Saturday, August 13, 2005


Patriotic Knowledge & Expression

More of both, please

The National Anthem Project aims to reinvigorate the public's interest in our national anthem. (Link via Bookworm.) It's a good idea. Considering the national anthem is sung (or played) before major sporting events, I'm amazed at how many people I run across who don't know the lyrics. Unsurprisingly, given the state of education in this country, fewer still know anything about the history behind the song (e.g. that is has nothing to do with the Revolutionary War).

Something which saddens me more, however, is that so few Americans know much if anything about "The Battle Hymn of the Republic" -- not its lyrics, not its history, not even its name are well known. I must usually cite the first line whenever I ask someone about it. People are at least familiar with that, although many associate it with the South (how ironic!) in some way, particularly with college football teams from the region.

I was quite shocked at the reaction a number my friends had to my suggestion that that it replace or precede the national anthem at sporting events, particularly the very first MLB and NFL games after the September 11 attacks. They just didn't make the connection. A few were actually offended by the idea. As I see it, collective displays of patriotism should, at least occasionally, consist of more than just expressions of love for the country, or of dissent (ha ha). We should commemorate days of national significance, like Memorial Day and Veterans Day. And September 11 and December 7. (Perhaps May 8 and August 14 as well.) Singing America's fight song is a particularly appropriate way to do this. Especially to commemorate September 11, as it would serve as a patriotic reminder of the gravity of the situation in which we currently find ourselves.

(Hey Bill O and Matt O, do either of you remember which version of The Battle Hymn's fifth verse we were taught in grammar school? I certainly do. Vividly. And truthfully, I thought the fifth verse was the last verse as I don't recall being taught that sixth verse at all.)

Writing about this I'm reminded of my first trip downtown after the Sep 11 attacks. That Saturday, I went to meet a friend at his office in a building near East Wacker Drive, a double decked road on the south bank of the Chicago river which was undergoing reconsruction. Walking there from the LaSalle Street Station, I saw for the first time the concrete barricades surrounding many of the buildings. The Loop seemed unusually quiet, more like a Saturday in January than in September. It was all very depressing. But as I came nearer his building, I heard a sax playing 'The Battle Hymn of the Republic' over and over. I thought this was pretty cool.

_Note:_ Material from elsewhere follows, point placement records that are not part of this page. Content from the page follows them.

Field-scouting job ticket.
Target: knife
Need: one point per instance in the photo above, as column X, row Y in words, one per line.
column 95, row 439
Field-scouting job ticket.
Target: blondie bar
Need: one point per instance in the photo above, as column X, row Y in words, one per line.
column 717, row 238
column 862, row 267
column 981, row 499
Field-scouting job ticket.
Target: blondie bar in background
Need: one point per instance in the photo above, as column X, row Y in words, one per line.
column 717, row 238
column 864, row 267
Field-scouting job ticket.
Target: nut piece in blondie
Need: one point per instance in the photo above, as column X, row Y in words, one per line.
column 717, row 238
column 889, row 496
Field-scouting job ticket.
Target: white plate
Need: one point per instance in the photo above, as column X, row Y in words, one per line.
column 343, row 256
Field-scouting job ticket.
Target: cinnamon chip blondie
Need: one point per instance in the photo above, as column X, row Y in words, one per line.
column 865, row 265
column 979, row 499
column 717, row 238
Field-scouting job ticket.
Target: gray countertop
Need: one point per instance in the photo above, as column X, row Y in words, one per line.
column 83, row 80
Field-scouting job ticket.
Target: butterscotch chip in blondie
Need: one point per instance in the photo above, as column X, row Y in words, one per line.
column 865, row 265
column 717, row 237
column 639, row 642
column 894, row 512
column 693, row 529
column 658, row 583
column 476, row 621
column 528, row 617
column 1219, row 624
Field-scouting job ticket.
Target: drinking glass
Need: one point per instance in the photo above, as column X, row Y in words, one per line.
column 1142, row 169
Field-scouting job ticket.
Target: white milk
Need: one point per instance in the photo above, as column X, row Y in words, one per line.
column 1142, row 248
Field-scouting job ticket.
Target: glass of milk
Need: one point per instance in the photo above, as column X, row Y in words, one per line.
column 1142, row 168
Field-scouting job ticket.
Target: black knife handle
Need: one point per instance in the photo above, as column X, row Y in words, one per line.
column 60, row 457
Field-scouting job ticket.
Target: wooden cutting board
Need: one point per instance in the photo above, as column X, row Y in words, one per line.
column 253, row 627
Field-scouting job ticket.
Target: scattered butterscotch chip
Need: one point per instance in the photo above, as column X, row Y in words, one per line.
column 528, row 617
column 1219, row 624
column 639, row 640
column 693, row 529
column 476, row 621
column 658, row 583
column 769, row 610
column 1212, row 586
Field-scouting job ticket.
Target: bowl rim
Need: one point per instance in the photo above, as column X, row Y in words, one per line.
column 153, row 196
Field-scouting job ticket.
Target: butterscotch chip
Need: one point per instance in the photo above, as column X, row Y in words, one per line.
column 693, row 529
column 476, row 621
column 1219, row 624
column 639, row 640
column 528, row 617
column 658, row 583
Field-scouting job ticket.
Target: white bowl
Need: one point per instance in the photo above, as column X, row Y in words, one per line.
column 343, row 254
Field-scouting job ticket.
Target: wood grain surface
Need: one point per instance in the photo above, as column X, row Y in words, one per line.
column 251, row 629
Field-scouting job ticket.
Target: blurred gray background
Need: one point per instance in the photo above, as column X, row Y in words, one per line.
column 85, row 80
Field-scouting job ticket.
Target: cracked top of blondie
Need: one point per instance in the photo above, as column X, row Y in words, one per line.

When my friend and I left his office about four hours later, I could hear the sax still playing it. Though we were in a hurry and he was utterly indifferent to the situation, I insisted we seek out the saxophonist, something which turned out to be unexpectedly difficult. We could hear the music over a block-wide area, but we just couldn't locate the source. I finally spotted the guy on a large mound of dirt right underneath the road, a support pier at his back. I'd never before (or since) seen a street musician in such an inaccessible spot. There was a reasonable amount of pedestrian traffic and the music could be heard across a wide area; possibly it could even be heard on the other side of the river. But I wondered how he expected anyone to get near enough to tip him. It wasn't until after we got on the el that I realized he wasn't interested in tips at all -- he had chosen that spot because its combination of location and acoustical properties projected maximum effect.

Upon realizing this, I felt a little ashamed of my cynicism. I've thought differently of street musicians ever since, though I have yet to tip one.